The Atlanta Journal-Constitution, Sunday, April 25, 1971
The Central of Georgia Railway was in its twilight when the Nancy Hanks II made its last run from Atlanta to Savannah on Friday, April 30, 1971. The railroad that traced its roots and proud heritage to the Central Rail Road & Canal Company-which was organized in 1833 by a group of Savannah businessmen to support their city's port-had been acquired eight years before in 1963 by the much larger Southern Railway. By 1971, the Central of Georgia was well on its way to losing its identity and shared much of its executive management with the bigger railroad.
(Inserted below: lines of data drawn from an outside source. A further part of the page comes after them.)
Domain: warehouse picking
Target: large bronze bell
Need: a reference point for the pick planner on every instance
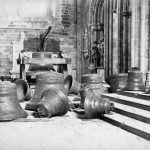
(96, 106)
(23, 90)
(41, 66)
(10, 108)
(135, 81)
(44, 81)
(54, 103)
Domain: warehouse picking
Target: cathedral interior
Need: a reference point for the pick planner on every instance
(74, 74)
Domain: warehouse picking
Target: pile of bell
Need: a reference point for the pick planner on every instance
(45, 81)
(92, 81)
(135, 81)
(95, 106)
(10, 109)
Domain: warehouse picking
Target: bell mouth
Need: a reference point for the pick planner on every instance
(23, 90)
(68, 83)
(42, 111)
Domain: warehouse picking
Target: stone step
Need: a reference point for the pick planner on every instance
(135, 94)
(131, 125)
(129, 101)
(130, 113)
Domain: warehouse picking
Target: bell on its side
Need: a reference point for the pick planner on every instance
(135, 81)
(53, 103)
(95, 106)
(23, 90)
(41, 66)
(10, 108)
(44, 81)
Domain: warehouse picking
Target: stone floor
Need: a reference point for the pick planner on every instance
(69, 132)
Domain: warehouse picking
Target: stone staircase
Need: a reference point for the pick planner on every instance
(131, 112)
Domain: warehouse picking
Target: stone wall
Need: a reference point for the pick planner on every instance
(33, 17)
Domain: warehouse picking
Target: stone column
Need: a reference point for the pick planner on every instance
(136, 31)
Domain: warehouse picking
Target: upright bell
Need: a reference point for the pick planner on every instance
(53, 103)
(96, 106)
(44, 81)
(135, 81)
(10, 108)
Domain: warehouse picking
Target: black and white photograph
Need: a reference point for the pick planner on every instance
(74, 74)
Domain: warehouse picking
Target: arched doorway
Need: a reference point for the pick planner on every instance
(111, 35)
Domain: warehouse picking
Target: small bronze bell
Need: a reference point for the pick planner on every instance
(135, 81)
(91, 81)
(44, 81)
(117, 81)
(68, 83)
(54, 103)
(10, 108)
(95, 106)
(41, 66)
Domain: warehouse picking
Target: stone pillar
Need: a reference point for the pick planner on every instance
(136, 32)
(145, 5)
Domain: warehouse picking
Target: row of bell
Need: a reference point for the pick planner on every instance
(50, 93)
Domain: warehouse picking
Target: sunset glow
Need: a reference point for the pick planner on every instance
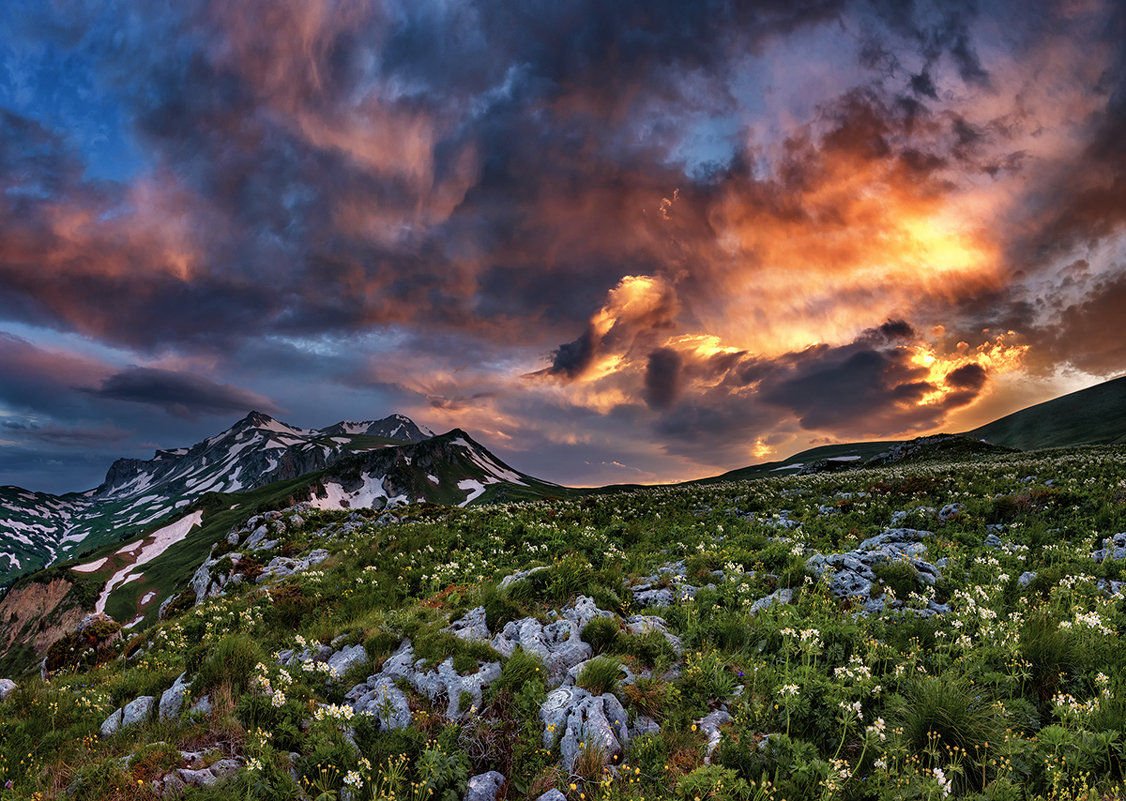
(617, 241)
Those who knew Savannah surely saw irony in the passage of the Nancy Hanks II and the Central's marriage into the Southern Railway System. Southern could trace its heritage back to the South Carolina Canal & Rail Road of 1827, and the success of "Charleston's Railroad" helped to fuel the competitive fires that have always burned between Savannah and Charleston. It was the South Carolina Rail Road which had so alarmed Savannah leaders in the first third of the 19th century. Because of the South Carolina Rail Road's inland reach, Savannah's seaport lost much of its export traffic of cotton, lumber, naval stores, and other agricultural products to the wharves of Charleston. Construction of the Central, the city reasoned, would help Savannah retain its position as a major ocean port on the East Coast, just as it had been since well before the American Revolution. After all, it had been the S.S. Savannah which set out for Liverpool from her namesake city on May 22, 1819, becoming the first steamer to cross the Atlantic Ocean in the process.
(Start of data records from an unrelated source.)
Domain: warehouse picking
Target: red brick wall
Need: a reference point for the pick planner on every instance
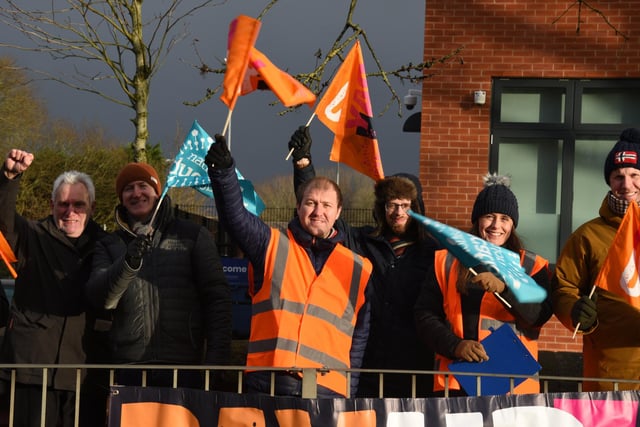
(506, 38)
(555, 337)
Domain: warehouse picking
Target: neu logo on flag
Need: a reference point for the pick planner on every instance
(625, 157)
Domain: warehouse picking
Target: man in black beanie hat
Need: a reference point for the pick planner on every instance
(611, 344)
(401, 253)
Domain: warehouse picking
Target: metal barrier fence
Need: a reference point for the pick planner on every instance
(309, 376)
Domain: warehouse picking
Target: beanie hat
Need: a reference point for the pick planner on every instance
(137, 172)
(496, 197)
(624, 154)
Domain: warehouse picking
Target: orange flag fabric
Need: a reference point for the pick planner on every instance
(619, 272)
(262, 74)
(7, 255)
(243, 32)
(346, 110)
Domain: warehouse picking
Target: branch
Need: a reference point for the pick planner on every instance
(580, 3)
(318, 79)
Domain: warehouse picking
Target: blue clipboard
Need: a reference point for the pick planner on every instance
(507, 355)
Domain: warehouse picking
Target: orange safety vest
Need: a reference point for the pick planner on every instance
(303, 320)
(492, 315)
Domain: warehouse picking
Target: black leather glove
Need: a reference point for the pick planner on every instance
(136, 250)
(218, 156)
(300, 143)
(584, 312)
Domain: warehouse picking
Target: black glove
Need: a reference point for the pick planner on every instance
(300, 143)
(219, 156)
(584, 312)
(136, 250)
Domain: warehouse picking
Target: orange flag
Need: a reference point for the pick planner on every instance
(345, 108)
(7, 255)
(619, 272)
(243, 33)
(262, 74)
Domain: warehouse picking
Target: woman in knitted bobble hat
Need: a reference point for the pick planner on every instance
(457, 306)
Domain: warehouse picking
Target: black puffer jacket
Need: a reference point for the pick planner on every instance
(163, 312)
(48, 318)
(393, 291)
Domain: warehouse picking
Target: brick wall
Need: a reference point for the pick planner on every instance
(555, 337)
(506, 38)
Despite its late start when compared to the South Carolina Rail Road, the Central was a pioneer in its own right. It would be the first railroad in the state of Georgia when Irish workers began to construct the line in December 1835, and hopes for the new line were extremely high. Yet right from the start, the Central was woefully undercapitalized. For most of the years leading up to its merger with Southern Railway 128 years later, in fact, the railroad would find itself in a state of fiscal turmoil.
By 1837, the Irish track gangs had been replaced by African-American slave laborers. Change was in store for the company's name, as well; it was now known as the Central Rail Road & Banking Company of Georgia. This change in identity reflected that the company had gained banking privileges from the state, thanks to a modification of the railroad's charter by the Georgia Legislature, allowing the railroad to obtain badly needed capital dollars. Still, construction inland from the lowcountry was slow going; it took six years to complete 160 miles of track, well under 2 miles of track a month. The line finally reached the Ocmulgee River opposite Macon in October 1843.